While the debate between a mobile vs. physical ID may seem trivial, Georgetown’s technological shift in building access is emblematic of a broader trend with more far-reaching implications. A sizable portion of the people in America who do not have or do not know how to use smartphones are facing increasingly difficult obstacles to accessing physical alternatives or are being shut out from services completely — whether it’s public transportation, government assistance, or cashless retail options. While offering convenience to many, tele-everything is increasing existing socioeconomic disparities — disparately impacting poor people, people experiencing housing insecurity, immigrants, formerly incarcerated people, disabled people, and other folks who, for a variety of reasons, are unable to access or use smart technology.

Finally, appification is at odds with a growing acknowledgement of, and concern over phone addiction. Numerous studies show that phones are ruining our attention spans, our memory, our critical thinking skills, our empathy and capacity to physically and emotionally connect with others, our mental health, our ability to be spontaneous, and even our posture, our eyes, and our motor skills. For these very reasons, tech elites are withholding the fruits of their innovation from their own children (while still pushing it on the rest of us). And a growing number of — predominantly privileged — children are admirably and impressively embracing Luddism. But the ability to navigate society, let alone intentionally reclaim what we’re losing to tech, should not depend on one’s financial and educational resources.

This is not to say that smartphones and apps are the root of all societal ills and personal displeasures, but that the combination of our nation’s wealth and technological progress means that a happy medium of access to technology and the autonomy to use it, or not, should exist.
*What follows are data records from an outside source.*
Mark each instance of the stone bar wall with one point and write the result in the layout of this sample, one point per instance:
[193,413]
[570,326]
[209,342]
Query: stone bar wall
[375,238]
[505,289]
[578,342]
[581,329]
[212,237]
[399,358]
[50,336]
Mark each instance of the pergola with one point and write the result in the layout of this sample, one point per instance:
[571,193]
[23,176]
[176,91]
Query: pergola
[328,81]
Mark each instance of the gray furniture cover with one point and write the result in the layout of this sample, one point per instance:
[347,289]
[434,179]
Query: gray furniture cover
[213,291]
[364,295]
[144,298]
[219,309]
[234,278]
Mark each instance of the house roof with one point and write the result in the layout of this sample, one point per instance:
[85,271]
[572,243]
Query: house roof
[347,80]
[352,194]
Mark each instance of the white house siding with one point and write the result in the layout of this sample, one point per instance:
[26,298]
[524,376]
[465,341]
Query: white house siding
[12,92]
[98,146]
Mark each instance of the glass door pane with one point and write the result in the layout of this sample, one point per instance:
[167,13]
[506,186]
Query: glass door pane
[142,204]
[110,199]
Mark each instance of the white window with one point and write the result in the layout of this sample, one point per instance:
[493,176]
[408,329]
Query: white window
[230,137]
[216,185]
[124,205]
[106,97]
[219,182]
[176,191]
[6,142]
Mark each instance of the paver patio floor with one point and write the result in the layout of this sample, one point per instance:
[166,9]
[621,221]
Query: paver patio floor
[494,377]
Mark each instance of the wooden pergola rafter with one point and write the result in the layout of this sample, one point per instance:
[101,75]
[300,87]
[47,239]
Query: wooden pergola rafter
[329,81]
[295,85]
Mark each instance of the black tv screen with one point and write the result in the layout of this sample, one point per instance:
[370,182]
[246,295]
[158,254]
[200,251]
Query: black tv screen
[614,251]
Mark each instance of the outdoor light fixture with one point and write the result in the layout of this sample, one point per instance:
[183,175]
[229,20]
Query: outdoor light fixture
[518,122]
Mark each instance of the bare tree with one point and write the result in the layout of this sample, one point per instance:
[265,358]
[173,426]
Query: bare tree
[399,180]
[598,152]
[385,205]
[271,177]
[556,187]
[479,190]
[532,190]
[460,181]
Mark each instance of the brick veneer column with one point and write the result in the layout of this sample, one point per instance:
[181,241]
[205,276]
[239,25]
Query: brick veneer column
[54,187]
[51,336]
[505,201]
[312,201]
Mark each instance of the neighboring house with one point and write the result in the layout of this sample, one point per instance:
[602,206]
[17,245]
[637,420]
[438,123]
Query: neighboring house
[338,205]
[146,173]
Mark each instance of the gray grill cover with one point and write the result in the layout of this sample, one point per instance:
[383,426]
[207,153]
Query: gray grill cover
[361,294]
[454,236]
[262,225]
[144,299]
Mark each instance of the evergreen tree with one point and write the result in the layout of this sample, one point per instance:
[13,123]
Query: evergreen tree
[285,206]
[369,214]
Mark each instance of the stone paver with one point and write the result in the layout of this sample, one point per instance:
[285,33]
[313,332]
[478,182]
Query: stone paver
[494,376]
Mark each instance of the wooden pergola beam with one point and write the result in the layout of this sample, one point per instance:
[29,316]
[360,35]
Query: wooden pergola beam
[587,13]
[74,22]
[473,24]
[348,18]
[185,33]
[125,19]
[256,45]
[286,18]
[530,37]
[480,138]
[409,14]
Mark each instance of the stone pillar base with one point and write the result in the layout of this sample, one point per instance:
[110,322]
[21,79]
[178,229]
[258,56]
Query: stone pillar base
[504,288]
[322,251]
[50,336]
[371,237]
Instead, we are living in the worst of both worlds — as an author vented on Twitter, and thousands of users affirmed, “there is simultaneously a cultural acknowledgement that we all use our phones too much AND no real way to disconnect.” Case in point: the Center has long encouraged staff members to engage in “heads-down” or “deep” work, only to be thwarted by the necessity of ever-present, fully-charged phones to gain building re-entry should we step outside the office for fresh air.

And so the quest to obtain physical GOCards. A handful of staff members seeking IST approval to switch from mobile credentials to a physical ID (through a difficult-to-find form and a $25 fee) was not likely to turn the tides of hasty tech adoption at Georgetown, but that was never the point. As experts on privacy and critics of surveillance, we saw value in living by the best practices we espouse in our work. But perhaps more importantly, we felt compelled to resist, in a small way, the continued consolidation of our lives into an app-filled device, often without alternatives. All technology has individual and social implications that deserve opportunities for reflection and critique, and we hope that readers might be inspired to similarly expose and challenge the hidden costs of convenience.